Monitoring and measurement of content consumption is set to change for the better, as BARC India rolls out its first set of data. In the new system, television viewership will no longer be reported on the old socio-economic classification system (SEC).
A New Consumer Classification System (NCCS) has been instituted, which would ensure that the number of TV viewing households surveyed increases to 20,000, and further to around 50,000 over the next four years.
Partho Dasgupta, CEO, BARC India, said his team was proud to create the world’s largest and future-ready television audience measurement service.

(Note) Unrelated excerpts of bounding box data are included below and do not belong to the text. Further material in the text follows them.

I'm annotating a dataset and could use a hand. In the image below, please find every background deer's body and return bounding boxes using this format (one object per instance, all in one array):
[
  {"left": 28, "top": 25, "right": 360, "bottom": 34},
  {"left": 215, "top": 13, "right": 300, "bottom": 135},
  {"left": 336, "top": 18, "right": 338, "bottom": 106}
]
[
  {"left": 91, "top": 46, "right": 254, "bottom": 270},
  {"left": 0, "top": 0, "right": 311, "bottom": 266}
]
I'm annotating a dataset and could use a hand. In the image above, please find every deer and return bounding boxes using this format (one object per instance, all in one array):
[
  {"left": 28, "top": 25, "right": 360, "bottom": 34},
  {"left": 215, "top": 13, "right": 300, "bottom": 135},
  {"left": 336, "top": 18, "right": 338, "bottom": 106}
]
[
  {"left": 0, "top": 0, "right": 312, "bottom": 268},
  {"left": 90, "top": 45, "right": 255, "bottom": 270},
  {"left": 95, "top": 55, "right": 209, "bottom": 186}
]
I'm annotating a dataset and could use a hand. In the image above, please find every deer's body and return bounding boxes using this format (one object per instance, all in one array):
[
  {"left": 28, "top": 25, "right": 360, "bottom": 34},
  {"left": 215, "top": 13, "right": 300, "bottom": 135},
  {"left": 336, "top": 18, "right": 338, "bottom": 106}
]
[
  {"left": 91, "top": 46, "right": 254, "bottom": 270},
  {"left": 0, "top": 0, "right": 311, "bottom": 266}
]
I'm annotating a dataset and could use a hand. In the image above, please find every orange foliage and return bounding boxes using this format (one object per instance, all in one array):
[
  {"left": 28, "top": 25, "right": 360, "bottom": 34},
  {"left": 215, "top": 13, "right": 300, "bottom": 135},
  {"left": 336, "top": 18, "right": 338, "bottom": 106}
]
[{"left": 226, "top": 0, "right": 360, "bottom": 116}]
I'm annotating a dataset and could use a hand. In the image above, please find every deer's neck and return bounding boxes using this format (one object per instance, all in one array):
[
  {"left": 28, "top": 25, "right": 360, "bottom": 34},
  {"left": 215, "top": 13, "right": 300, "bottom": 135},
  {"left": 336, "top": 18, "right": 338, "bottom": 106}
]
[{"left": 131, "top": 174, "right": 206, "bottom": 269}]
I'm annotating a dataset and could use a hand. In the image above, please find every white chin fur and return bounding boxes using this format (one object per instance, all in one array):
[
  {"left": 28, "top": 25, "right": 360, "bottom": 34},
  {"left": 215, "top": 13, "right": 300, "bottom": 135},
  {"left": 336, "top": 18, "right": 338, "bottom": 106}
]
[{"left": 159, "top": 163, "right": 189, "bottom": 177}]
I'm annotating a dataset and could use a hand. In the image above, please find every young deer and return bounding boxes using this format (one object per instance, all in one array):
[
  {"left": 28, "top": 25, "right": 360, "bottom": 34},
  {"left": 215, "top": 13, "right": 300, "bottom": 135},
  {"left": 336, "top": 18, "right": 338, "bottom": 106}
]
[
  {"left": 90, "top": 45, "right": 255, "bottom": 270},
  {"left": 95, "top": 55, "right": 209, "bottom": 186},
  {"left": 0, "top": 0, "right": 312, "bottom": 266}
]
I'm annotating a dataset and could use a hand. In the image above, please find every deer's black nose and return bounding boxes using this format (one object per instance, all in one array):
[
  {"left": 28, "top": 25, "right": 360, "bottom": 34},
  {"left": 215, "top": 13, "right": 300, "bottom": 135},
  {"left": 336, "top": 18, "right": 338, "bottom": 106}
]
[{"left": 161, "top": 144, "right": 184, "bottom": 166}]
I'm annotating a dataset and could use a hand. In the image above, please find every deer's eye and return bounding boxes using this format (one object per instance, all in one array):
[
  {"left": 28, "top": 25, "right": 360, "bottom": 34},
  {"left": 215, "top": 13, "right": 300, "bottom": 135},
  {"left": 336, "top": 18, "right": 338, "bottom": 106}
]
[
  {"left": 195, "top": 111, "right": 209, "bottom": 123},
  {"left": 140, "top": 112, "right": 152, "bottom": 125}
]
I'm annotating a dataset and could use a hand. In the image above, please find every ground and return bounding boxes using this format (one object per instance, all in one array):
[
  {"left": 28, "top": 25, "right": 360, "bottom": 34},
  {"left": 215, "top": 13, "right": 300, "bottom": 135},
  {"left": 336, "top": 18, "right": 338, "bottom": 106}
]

BARC historyThe Indian Broadcasting Foundation (IBF), the Indian Society of Advertisers (ISA) and Advertising Agencies Association of India (AAAI) had formally launched BARC in 2012, with the IBF holding 60 per cent stake, and ISA and AAAI 20 per cent each in the official body.
Similar to BARB (the UK-based Broadcasters’ Audience Research Board), BARC will commission independent specialist research vendors to conduct audience measurement.
In a statement, Goenka noted that what countries across the world take at least five years to roll out, the IBF, the AAAI and ISA have managed in two years.
Terming it the most challenging service governed by a single joint industry body for the entire country, he added that it was the uniqueness of cultural and media consumption diversity of India that made the job so tough.
Initially, BARC will be releasing data for over one lakh cable and satellite markets, which correspond to a sample size of 10,760 households. BARC will monitor 12,000 sample households for this, using a stratified random sampling technique.
This will go up to 20,000 reporting homes with the addition of rural areas, in order to represent ‘What India Watches’.